You may want to take the code in your main function which works with the 2D array of doubles, and move that into myClass as a member function. Not only would you not have to deal with the difficulty of passing a pointer for that 2D array, but code external to your class would no longer need to know the details of how your class implements A, since they would now be calling a function in myClass and letting that do the work. If, say, you later decided to allow variable dimensions of A and chose to replace the array with a vector of vectors, you wouldn't need to rewrite any calling code in order for it to work.

In your main() function:
double *A[3][3];
creates a 3x3 array of double* (or pointers to doubles). In other words, 9 x 32-bit contiguous words of memory to store 9 memory pointers.
There's no need to make a copy of this array in main() unless the class is going to be destroyed, and you still want to access this information. Instead, you can simply return a pointer to the start of this member array.
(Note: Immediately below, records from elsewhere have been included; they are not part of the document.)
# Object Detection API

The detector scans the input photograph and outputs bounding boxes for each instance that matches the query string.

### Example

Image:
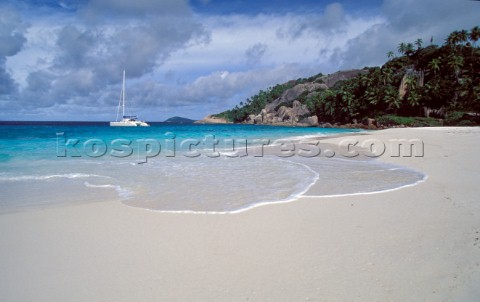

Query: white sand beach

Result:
[0,127,480,302]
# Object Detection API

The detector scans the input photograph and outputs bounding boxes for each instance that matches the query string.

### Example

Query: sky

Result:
[0,0,480,121]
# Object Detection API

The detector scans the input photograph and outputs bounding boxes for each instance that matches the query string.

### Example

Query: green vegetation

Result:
[213,73,322,123]
[218,26,480,126]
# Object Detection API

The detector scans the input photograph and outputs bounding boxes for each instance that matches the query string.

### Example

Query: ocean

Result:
[0,122,425,214]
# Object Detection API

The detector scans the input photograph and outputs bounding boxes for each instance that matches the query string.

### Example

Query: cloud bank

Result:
[0,0,480,121]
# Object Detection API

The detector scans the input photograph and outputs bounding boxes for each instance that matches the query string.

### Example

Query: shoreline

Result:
[0,127,480,301]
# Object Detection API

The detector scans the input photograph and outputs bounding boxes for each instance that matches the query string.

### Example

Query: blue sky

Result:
[0,0,480,121]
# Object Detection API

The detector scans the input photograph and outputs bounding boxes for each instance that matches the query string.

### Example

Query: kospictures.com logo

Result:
[57,132,424,163]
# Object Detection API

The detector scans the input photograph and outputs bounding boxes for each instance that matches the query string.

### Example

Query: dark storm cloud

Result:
[0,8,26,95]
[245,43,268,65]
[10,0,208,112]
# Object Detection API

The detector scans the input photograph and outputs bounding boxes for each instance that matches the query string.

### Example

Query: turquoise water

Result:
[0,123,423,213]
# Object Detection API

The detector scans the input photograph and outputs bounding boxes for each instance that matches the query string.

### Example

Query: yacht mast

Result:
[122,69,125,118]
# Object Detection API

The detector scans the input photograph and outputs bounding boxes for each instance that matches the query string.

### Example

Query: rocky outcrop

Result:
[210,69,368,127]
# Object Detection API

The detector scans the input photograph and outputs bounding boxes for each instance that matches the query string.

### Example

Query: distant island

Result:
[163,116,196,124]
[197,26,480,129]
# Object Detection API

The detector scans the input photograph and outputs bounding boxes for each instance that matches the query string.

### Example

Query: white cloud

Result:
[0,0,480,120]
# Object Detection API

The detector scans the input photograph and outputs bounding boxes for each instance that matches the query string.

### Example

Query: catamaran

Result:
[110,70,150,127]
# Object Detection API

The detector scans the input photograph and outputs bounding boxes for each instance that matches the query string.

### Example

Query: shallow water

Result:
[0,124,424,213]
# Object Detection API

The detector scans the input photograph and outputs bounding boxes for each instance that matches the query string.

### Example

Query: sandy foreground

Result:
[0,128,480,302]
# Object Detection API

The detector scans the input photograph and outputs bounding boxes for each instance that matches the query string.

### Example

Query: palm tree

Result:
[447,55,463,82]
[458,30,468,43]
[397,42,407,55]
[470,26,480,47]
[446,30,460,46]
[405,43,413,56]
[428,58,441,75]
[415,39,423,50]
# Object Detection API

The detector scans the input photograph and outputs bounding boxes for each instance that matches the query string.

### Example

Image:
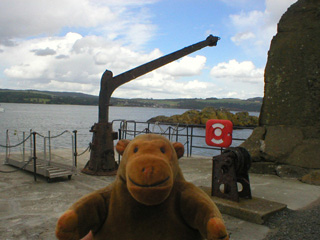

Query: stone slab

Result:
[201,187,287,224]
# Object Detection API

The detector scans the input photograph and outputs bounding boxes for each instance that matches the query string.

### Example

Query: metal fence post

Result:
[73,130,78,167]
[32,132,37,181]
[30,129,32,157]
[48,131,51,166]
[5,129,9,164]
[22,132,26,161]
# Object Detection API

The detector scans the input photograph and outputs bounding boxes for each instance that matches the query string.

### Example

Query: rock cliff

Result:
[242,0,320,168]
If you only want to return a pointer to an internal class member, you only really need a single pointer value in main():
double *A;
But, if you're passing this pointer to a function and you need the function to update its value, you need a double pointer (which will allow the function to return the real pointer value back to the caller:
double **A;
And inside getpointM() you can simply point A to the internal member (M):
getpointeM(double** A)
{
// Updated types to make the assignment compatible
// This code will make the return argument (A) point to the
// memory location (&) of the start of the 2-dimensional array
// (M[0][0]).
*A = &(M[0][0]);
}

Make M public instead of private. Since you want to allow access to M through a pointer, M is not encapsulated anyway.
struct myClass {
myClass() {
std::fill_n(&M[0][0], sizeof M / sizeof M[0][0], 0.0);
}
double M[3][3];
};
int main() {
myClass moo;
double (*A)[3] = moo.M;
double (&R)[3][3] = moo.M;
for (int r = 0; r != 3; ++r) {
for (int c = 0; c != 3; ++c) {
cout << A[r][c] << R[r][c] << ' ';
// notice A[r][c] and R[r][c] are the exact same object
// I'm using both to show you can use A and R identically
}
}
return 0;
}
I would, in general, prefer R over A because the all of the lengths are fixed (A could potentially point to a double[10][3] if that was a requirement) and the reference will usually lead to clearer code.